The government has raised the volcano's alert level to orange,
following a surge in seismic activity that suggests a heightened
chance of an eruption in the coming days or weeks, and begun
some preventative evacuations.
President Gustavo Petro has asked for evacuations to move more
quickly and disaster officials have said livestock - critical to
many livelihoods in the rural area - may be moved as well, or
farmers will be allowed to return during the day to care for
them.
But some residents, including families who survived the
devastating 1985 eruption by the Nevado del Ruiz, which
straddles the border between Tolima and Caldas provinces, say
they will not go.
"It doesn't scare me because it already exploded," said Evelio
Ortiz, a potato farmer who survived the 1985 eruption with his
wife and five children. "What was going to erode eroded."

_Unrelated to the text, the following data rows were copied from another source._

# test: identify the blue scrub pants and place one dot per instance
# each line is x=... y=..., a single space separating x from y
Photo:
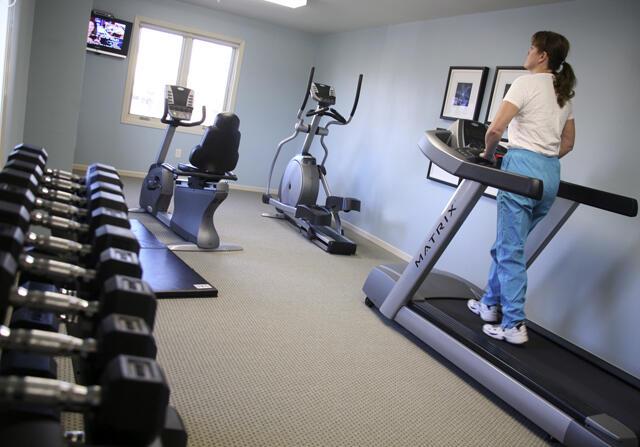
x=517 y=216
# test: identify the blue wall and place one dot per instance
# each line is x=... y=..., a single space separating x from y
x=55 y=78
x=21 y=28
x=272 y=80
x=585 y=286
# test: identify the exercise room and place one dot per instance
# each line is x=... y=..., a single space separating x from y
x=319 y=223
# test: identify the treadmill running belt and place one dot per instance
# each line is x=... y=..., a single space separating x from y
x=572 y=382
x=167 y=274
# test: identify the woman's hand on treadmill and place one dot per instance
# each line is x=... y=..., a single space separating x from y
x=486 y=157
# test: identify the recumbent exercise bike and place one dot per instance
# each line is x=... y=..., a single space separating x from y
x=206 y=185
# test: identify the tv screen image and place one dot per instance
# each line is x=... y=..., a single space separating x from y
x=108 y=35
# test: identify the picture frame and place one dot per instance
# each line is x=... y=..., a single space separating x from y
x=437 y=174
x=464 y=92
x=504 y=77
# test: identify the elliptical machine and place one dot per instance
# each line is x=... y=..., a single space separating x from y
x=300 y=183
x=198 y=196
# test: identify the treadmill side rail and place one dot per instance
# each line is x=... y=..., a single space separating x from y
x=437 y=240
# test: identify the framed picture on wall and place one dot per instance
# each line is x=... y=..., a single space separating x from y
x=436 y=173
x=464 y=92
x=501 y=83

Some 57,000 people live in the volcano's hazard zone, which is
spread across parts of six provinces, according to the national
disaster management agency.
The preventative evacuations are necessary because poor
communication infrastructure may make it difficult to contact
those living closest to the volcano in the event of an imminent
eruption, authorities have said.
The 1985 tragedy is the fourth-deadliest volcanic eruption in
human history, according to the Smithsonian Institution.
The Nevado del Ruiz is a stratovolcano or composite volcano.